The irony is that when it comes to violence and sinister behaviour, it is the government and Shell who have a case to answer according to many Erris people who say they have suffered at the hands of both the Gardai and IRMS the security firm employed by Shell. There is a lot of publicly-available video evidence which appears to support that contention. A former employee of IRMS in Co Mayo, Limerick man Michael Dwyer, was recently shot dead in Bolivia suspected by the Bolivian government of being involved in a mercenary plot to assassinate the country’s president, Evo Morales. Though there does not seem to be a link, it is notable that Bolivia is yet another sovereign, democratic country where private oil and gas interests are are doing their utmost to prise ownership of energy resources out of public hands.
It is scarcely reported in the mainstream media that two of the four local groups opposing the present configuration of the project, Pobal Chill Chomain and Pobal Le Cheile (Shell to Sea and The Rossport Solidarity Camp being the other two), have put forward a considered, practical and viable alternative that would permit Shell to bring the gas ashore at Glinsk – away from homes and from the seriously endangered drinking water supply at Carrowmore Lake and from the special areas of conservation threatened with destruction by the current plan. Shell has rejected this compromise claiming that cliff faces at the alternative site are an insuperable obstacle. This is an industry that can extract oil from 20K feet below the sea bed in the Shenzi field off the coast of Louisiana so boring through the cliff face would not be a technical problem. Nevertheless, it is still the community who are depicted by Shell and their many media supporters of being difficult and uncompromising because they decline ‘discussions’ which require them to accept much of the Consortium’s plan as a foregone conclusion before those ‘discussions’ can even begin.

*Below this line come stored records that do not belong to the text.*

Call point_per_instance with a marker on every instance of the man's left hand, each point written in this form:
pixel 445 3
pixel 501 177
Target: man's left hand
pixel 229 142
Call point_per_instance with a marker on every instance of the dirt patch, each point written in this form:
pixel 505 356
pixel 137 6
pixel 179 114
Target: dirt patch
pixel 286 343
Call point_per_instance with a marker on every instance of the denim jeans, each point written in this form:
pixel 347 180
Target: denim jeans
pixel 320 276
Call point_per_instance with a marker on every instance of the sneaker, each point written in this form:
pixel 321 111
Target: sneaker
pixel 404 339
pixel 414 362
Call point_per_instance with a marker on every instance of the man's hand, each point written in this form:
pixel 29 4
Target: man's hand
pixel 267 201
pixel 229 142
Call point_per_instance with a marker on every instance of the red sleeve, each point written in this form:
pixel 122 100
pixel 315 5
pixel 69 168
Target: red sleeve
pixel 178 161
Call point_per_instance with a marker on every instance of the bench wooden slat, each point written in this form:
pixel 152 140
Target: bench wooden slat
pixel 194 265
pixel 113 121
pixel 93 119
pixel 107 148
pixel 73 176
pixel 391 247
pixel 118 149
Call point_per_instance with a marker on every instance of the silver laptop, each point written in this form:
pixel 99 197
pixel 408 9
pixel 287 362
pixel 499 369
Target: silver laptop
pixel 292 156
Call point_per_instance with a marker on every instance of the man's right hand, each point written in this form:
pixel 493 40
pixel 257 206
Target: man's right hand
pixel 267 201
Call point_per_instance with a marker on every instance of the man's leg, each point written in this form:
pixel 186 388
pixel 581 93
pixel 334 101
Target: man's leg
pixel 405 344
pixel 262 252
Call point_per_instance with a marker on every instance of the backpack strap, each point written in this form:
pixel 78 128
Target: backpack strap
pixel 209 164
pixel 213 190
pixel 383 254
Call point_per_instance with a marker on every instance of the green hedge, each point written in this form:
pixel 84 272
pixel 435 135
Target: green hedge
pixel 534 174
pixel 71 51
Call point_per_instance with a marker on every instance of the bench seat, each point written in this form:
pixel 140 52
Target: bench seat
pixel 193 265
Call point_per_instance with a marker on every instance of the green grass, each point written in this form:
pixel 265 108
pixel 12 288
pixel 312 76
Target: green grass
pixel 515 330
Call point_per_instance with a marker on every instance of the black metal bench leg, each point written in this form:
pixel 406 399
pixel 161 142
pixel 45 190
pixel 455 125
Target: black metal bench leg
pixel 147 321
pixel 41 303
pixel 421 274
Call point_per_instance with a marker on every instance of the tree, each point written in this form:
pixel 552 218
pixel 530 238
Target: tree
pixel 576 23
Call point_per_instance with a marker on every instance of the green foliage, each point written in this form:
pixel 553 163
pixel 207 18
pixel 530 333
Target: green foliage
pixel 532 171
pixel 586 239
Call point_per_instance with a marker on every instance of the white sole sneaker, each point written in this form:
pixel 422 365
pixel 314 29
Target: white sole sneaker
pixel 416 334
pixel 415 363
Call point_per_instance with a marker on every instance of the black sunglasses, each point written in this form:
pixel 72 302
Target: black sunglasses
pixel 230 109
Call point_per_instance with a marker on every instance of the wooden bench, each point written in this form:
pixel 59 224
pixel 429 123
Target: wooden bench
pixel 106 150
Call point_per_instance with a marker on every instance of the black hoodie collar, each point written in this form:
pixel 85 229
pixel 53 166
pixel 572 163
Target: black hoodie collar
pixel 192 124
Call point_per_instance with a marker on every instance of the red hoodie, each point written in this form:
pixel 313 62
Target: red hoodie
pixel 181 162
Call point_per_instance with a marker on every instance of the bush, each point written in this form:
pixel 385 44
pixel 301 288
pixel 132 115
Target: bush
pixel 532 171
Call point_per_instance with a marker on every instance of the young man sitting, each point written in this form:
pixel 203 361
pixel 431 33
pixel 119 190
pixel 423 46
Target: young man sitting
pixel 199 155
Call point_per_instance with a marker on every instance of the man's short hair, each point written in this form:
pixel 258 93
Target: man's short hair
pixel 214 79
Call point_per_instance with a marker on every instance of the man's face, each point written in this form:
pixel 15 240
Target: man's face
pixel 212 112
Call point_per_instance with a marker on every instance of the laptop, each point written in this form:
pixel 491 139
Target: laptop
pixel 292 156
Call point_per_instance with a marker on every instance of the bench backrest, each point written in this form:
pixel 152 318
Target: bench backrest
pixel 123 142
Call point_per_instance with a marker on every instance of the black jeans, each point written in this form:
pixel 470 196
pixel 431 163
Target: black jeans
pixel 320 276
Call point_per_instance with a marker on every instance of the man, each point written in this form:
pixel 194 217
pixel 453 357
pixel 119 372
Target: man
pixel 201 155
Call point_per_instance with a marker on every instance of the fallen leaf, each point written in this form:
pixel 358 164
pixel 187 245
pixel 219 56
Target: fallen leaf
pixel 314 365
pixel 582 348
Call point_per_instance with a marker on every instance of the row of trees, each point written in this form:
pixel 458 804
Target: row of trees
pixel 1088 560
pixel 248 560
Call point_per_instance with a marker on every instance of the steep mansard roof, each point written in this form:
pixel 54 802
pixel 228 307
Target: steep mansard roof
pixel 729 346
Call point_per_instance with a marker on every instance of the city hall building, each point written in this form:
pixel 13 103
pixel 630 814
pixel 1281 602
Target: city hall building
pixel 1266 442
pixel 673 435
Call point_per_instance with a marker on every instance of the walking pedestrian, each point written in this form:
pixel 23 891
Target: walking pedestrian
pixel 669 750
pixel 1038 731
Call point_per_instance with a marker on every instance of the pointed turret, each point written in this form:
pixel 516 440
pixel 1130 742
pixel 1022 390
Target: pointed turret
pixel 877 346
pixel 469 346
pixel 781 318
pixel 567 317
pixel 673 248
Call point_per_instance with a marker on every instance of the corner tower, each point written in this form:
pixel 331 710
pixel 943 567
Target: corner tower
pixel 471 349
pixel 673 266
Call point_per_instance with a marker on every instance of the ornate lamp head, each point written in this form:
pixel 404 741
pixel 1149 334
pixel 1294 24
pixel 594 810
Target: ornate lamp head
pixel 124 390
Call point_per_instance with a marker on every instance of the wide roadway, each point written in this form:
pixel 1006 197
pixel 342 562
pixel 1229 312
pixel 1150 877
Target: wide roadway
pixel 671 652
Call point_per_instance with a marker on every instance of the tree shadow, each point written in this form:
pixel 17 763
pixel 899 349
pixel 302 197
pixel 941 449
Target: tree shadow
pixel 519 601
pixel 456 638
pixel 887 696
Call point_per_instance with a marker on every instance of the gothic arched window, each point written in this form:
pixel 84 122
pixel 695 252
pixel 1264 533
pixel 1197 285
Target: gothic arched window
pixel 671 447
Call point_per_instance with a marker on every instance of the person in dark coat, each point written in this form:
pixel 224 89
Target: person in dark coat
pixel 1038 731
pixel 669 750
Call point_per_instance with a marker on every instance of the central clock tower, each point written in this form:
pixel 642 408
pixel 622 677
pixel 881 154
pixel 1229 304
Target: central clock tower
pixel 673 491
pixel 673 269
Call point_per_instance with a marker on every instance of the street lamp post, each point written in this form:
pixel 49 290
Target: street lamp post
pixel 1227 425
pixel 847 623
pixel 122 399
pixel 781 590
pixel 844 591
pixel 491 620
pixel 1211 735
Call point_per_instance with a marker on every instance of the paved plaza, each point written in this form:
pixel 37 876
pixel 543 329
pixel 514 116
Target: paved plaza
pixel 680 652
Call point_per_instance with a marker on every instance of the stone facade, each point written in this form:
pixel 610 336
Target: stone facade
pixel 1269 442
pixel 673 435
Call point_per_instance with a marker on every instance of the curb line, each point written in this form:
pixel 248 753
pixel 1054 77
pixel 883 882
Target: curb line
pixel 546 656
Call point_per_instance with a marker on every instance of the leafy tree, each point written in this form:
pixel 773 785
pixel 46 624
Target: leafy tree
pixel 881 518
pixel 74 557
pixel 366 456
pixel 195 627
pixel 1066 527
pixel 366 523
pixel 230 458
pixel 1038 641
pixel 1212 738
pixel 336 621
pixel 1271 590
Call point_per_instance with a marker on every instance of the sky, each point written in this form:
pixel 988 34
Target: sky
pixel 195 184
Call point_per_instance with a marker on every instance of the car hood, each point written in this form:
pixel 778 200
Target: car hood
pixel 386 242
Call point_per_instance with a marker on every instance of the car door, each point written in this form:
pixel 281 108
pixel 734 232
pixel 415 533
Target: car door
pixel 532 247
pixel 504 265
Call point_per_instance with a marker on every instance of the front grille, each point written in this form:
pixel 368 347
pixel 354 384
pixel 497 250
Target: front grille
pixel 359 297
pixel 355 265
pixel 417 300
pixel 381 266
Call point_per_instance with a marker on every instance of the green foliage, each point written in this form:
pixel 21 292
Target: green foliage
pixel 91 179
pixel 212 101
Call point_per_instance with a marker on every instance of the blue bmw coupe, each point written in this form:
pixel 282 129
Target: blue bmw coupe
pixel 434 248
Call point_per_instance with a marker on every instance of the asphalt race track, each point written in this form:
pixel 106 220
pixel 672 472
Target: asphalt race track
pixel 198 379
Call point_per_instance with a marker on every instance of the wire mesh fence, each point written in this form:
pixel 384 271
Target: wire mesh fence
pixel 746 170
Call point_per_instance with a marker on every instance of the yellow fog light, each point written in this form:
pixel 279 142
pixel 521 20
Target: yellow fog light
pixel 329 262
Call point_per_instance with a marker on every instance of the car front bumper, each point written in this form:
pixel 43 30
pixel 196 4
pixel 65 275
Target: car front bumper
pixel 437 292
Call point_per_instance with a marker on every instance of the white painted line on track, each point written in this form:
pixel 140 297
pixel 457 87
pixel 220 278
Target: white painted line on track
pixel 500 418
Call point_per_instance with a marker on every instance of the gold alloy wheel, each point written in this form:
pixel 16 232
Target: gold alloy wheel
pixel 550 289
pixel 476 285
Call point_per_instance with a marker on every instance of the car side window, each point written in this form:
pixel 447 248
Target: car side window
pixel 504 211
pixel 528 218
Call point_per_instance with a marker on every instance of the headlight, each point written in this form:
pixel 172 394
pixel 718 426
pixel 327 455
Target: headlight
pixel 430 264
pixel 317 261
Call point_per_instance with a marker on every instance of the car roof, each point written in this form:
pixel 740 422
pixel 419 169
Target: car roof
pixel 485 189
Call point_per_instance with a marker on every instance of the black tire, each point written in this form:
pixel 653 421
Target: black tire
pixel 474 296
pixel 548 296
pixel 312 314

On hearing of the attack on Corduff, officers of the Goldman Environmental Prize in California were seriously alarmed. Recipients of the prize from all over the world have in recent days written to President Mary MacAleese and Taoiseach Brian Cowen protesting the treatment of Corduff and urging the Irish government to reconsider the foreign-owned consortium’s plans for Corrib Gas. Archbishop Desmond Tutu of South Africa has also issued a statement in support of Corduff and called for an independent international inquiry into the events of 23rd April and the project as a whole. And Seamus Heaney has expressed serious concern. The results of a Google search on the internet show that at the time of writing, aside from regional reports from the Irish Times’ Western Correspondent, Lorna Siggins – who has been consistently balanced in her reporting throughout this saga – there has been no other mention of these significant international developments in our national media. Why are our national media typically so reticent about the Community’s agenda in this issue?